Even if new computer code has never “seen” well-known data, often the human author has, which subtly influences how algorithms are built. Experiments are usually run on a subset of a larger data collection, and researchers rarely cite exactly which documents were used.
Lopresti’s solution, the DARE paradigm, for Document Analysis Research Engine, is a collaboration with Bart Lamiroy of Nancy Université in France. It uses a powerful server computer at Lehigh that supports the development of algorithms and the running of experiments while serving data to researchers, providing an integrated platform for exploring pattern recognition problems. The idea emerged while Lamiroy was a visiting research scientist at Lehigh in 2010-11.
The 2008 Minnesota Senate race
One data set on the server consists of scanned ballots from the contested 2008 U.S. Senate race in Minnesota between Al Franken and Norm Coleman. The recount and six-month court battle, in which Franken was declared the winner by 312 votes out of 3 million cast, hinged on how humans interpreted ballots that had not been marked according to specified guidelines, Lopresti says.
“I can show you ballots where you can reasonably disagree with me as to a voter’s intent,” he says. The algorithms that processed these ballots thus had to explore the possibilities of multiple interpretations, rather than try to distill a single truth. “That is a leap from simply transcribing a document to extracting intelligence from it.”

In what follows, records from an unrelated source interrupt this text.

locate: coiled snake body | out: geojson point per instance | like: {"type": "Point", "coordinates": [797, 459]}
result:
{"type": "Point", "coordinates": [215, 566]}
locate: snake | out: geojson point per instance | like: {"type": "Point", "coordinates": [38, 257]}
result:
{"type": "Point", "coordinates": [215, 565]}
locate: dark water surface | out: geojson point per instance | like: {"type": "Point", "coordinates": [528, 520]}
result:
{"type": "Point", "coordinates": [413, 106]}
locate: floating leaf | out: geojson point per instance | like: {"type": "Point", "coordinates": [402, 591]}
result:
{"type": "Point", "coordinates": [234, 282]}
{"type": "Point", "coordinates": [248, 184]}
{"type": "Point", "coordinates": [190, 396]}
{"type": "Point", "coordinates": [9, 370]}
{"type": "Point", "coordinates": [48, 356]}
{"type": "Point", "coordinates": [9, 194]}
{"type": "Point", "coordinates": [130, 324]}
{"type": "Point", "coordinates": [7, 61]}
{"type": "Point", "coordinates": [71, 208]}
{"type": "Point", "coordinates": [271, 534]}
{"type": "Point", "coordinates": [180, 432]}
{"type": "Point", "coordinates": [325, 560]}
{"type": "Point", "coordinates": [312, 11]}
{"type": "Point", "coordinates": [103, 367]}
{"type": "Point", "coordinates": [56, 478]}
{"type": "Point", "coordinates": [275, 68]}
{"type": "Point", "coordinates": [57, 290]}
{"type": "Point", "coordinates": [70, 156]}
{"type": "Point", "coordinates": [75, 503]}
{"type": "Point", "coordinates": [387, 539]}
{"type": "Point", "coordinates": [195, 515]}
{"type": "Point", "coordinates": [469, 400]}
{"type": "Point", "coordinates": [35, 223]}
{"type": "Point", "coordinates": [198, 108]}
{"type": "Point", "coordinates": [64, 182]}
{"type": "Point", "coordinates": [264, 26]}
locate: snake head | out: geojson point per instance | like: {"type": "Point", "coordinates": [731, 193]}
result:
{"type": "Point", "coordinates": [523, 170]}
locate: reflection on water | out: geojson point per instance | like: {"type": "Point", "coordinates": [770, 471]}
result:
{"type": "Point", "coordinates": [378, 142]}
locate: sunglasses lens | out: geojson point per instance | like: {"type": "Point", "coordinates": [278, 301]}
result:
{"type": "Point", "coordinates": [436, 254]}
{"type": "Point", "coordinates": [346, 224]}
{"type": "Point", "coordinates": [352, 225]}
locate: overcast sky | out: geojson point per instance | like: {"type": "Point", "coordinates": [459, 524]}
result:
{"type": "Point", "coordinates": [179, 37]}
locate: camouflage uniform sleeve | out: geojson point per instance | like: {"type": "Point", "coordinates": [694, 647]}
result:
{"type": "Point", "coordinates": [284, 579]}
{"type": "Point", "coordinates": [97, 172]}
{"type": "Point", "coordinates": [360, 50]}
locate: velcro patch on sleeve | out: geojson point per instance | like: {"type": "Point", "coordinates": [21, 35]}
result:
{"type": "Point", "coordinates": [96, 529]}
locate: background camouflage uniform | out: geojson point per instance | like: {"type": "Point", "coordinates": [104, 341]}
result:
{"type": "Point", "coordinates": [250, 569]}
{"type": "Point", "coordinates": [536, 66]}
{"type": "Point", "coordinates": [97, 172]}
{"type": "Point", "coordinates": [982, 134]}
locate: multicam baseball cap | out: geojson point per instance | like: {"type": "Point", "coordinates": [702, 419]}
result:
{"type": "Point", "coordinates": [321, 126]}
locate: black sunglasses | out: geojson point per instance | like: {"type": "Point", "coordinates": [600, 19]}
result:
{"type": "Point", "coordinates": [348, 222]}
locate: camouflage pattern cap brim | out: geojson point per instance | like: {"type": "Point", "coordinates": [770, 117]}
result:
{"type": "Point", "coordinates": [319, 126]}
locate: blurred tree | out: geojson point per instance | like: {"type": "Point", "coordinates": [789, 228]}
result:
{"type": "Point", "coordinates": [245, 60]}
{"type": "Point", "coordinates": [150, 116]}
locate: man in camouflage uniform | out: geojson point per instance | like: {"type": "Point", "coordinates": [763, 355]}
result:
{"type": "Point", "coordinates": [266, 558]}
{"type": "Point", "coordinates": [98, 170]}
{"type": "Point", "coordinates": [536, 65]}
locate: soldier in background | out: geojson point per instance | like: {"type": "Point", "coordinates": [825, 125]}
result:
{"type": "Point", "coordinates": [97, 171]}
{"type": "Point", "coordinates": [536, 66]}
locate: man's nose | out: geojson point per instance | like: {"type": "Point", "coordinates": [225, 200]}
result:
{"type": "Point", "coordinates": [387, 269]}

The DARE server lets researchers tackle complex questions by breaking apart data collections and turning elements as small as a single character on a page into individual queries in a database. The database is huge – but the ability to query elements directly has the potential to change the game for researchers.
Assessing a reputation
Querying a database can produce a truly random selection of documents from multiple data sets, so researchers don’t have to keep working with the same samples. A query is in the form of an Internet URL address, so other researchers can see which documents were used and test their own algorithms against the identical data to verify the results. Because the data is random, the content of the samples doesn’t influence a researcher’s design. The server also tracks the documents an algorithm has “seen,” allowing objective tests of the code’s ability to interpret previously unseen data.
“Normally,” says Lopresti, “algorithms can be pushed to the point where they do well on training data. The proof of the pudding is in how it does with unseen data.”
Lopresti is also investigating ways of having the system evaluate the reputation of data sources, algorithms and even individual researchers.
“When you move from transcribing a document to interpreting it, the question becomes, who is interpreting it?” he says. “Nobody knows how to quantify this yet. I have an opinion of the reputation of my colleagues, of algorithms, of data, but it’s in my head. The question is how to get it out in a way that can be used.”
By combining specificity, objectivity and reproducibility, DARE can quickly identify algorithms that are tweaked for specific data but not generally useful, thus helping researchers make faster progress. A paper given by Lopresti and Lamiroy at the 2011 International Conference on Document Analysis and Recognition in Beijing was cited for its potential to change research in the field.